Daniel Vorcaro, ex‑controlador do Banco Master, alterou sua estratégia de defesa ao apresentar acusações contra integrantes da Polícia Federal e ao mencionar possíveis implicações para o governo Lula. O depoimento foi prestado ao gabinete do ministro André Mendonça, do Supremo Tribunal Federal, e tem sido divulgado por veículos de imprensa.

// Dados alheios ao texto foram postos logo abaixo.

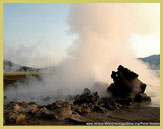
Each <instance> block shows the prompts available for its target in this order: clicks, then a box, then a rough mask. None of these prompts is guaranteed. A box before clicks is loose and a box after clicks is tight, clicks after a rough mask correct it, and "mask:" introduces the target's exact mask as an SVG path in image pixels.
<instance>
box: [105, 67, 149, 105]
mask: <svg viewBox="0 0 163 129" xmlns="http://www.w3.org/2000/svg"><path fill="white" fill-rule="evenodd" d="M117 70H118V71H117V72H115V71H112V74H111V78H112V79H113V81H114V83H112V84H111V85H110V86H109V87H108V89H107V92H108V93H111V94H112V96H113V97H115V98H116V99H117V100H119V102H120V103H126V104H129V103H133V102H137V103H150V102H151V98H150V97H149V96H147V94H146V93H144V92H145V89H146V84H145V83H143V82H141V81H140V80H139V79H138V76H139V75H138V74H136V73H135V72H133V71H130V70H129V69H127V68H124V67H123V66H122V65H120V66H119V67H118V68H117Z"/></svg>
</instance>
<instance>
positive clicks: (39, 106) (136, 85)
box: [4, 65, 151, 125]
mask: <svg viewBox="0 0 163 129" xmlns="http://www.w3.org/2000/svg"><path fill="white" fill-rule="evenodd" d="M117 70H118V71H117V72H115V71H113V72H112V75H111V77H112V78H113V81H114V83H112V84H111V85H110V86H109V87H108V88H107V92H109V93H111V94H112V97H103V98H100V97H99V95H98V92H93V93H92V92H91V90H90V89H88V88H85V89H84V91H83V92H82V94H81V95H76V96H75V97H72V96H70V95H69V96H68V97H67V98H68V100H72V103H70V102H63V101H56V102H54V103H52V104H49V105H44V106H40V105H38V104H36V103H34V102H30V103H26V102H10V103H9V104H7V105H4V123H5V124H6V125H8V124H18V125H21V124H23V125H25V124H28V122H29V120H31V121H33V120H36V119H37V120H43V121H49V120H52V121H53V122H56V121H57V122H58V121H59V122H65V121H69V122H72V123H78V124H85V123H87V122H93V121H92V120H90V119H87V118H86V117H85V116H89V115H90V114H99V113H100V114H102V115H106V114H109V112H111V111H112V112H116V111H120V110H121V109H127V108H132V109H134V108H133V107H136V106H137V104H138V105H139V104H141V103H150V102H151V98H150V97H149V96H147V94H145V93H144V92H145V89H146V84H144V83H143V82H141V81H140V80H139V79H138V74H136V73H134V72H133V71H130V70H129V69H127V68H124V67H123V66H121V65H120V66H119V67H118V69H117ZM101 84H102V85H106V84H105V83H99V82H98V83H96V84H95V86H96V87H99V86H100V85H101ZM97 89H99V88H97ZM47 99H48V98H47ZM108 118H109V117H107V119H108Z"/></svg>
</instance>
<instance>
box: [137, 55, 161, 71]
mask: <svg viewBox="0 0 163 129" xmlns="http://www.w3.org/2000/svg"><path fill="white" fill-rule="evenodd" d="M139 59H140V60H142V61H144V62H145V63H148V64H149V65H150V67H151V68H152V69H154V70H159V69H160V55H151V56H148V57H145V58H139Z"/></svg>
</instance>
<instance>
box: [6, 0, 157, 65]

Preso desde março, Vorcaro relata ter percebido uma estratégia para mantê‑lo encarcerado durante o período eleitoral. Diante dessa percepção, decidiu expor informações relacionadas à sua prisão e às interações que manteve com autoridades, buscando uma “confissão pública”.

Mudança de estratégia

No depoimento, o banqueiro declarou que pretende revelar tudo o que sabe e chegou a considerar “explodir todo o sistema”. Essa afirmação evidencia a intenção de tornar públicas as evidências que, segundo ele, podem atingir membros do governo federal.

Acusações contra a Polícia Federal

Segundo Vorcaro, a colaboração que está estruturando baseia‑se em relatórios, informações extraídas de celulares, documentos bancários mantidos no exterior e mensagens trocadas com pessoas influentes. Ele apontou o diretor‑geral da PF, Andrei Rodrigues, como principal alvo de suas acusações, alegando ter sido vítima de um complô.

Relatos de suposta tortura

Durante o depoimento, Vorcaro afirmou ter sofrido intimidações e descritas como “torturas” em deslocamentos sob custódia da PF, inclusive em um transporte de São Paulo para Brasília. Ele descreveu ainda ter sido mantido por horas em um “caixote” sem ar, suando intensamente. Até o momento, Andrei Rodrigues é o único integrante da direção da PF citado nominalmente.

Ao explicar as dificuldades de apresentar uma delação envolvendo autoridades da PF, Vorcaro ressaltou que, embora não fosse amigo de Rodrigues, mantiveram contato em eventos sociais, como encontros de charuto e eventos de Fórmula 1, o que gerou desconforto para a proposta de colaboração.

A oitiva ocorreu na última quinta‑feira (27), a pedido do próprio banqueiro e sem a participação da Polícia Federal. O conteúdo foi inicialmente revelado pelo jornal O Estado de S. Paulo, que publicou trechos do depoimento, e o UOL obteve acesso à íntegra da declaração.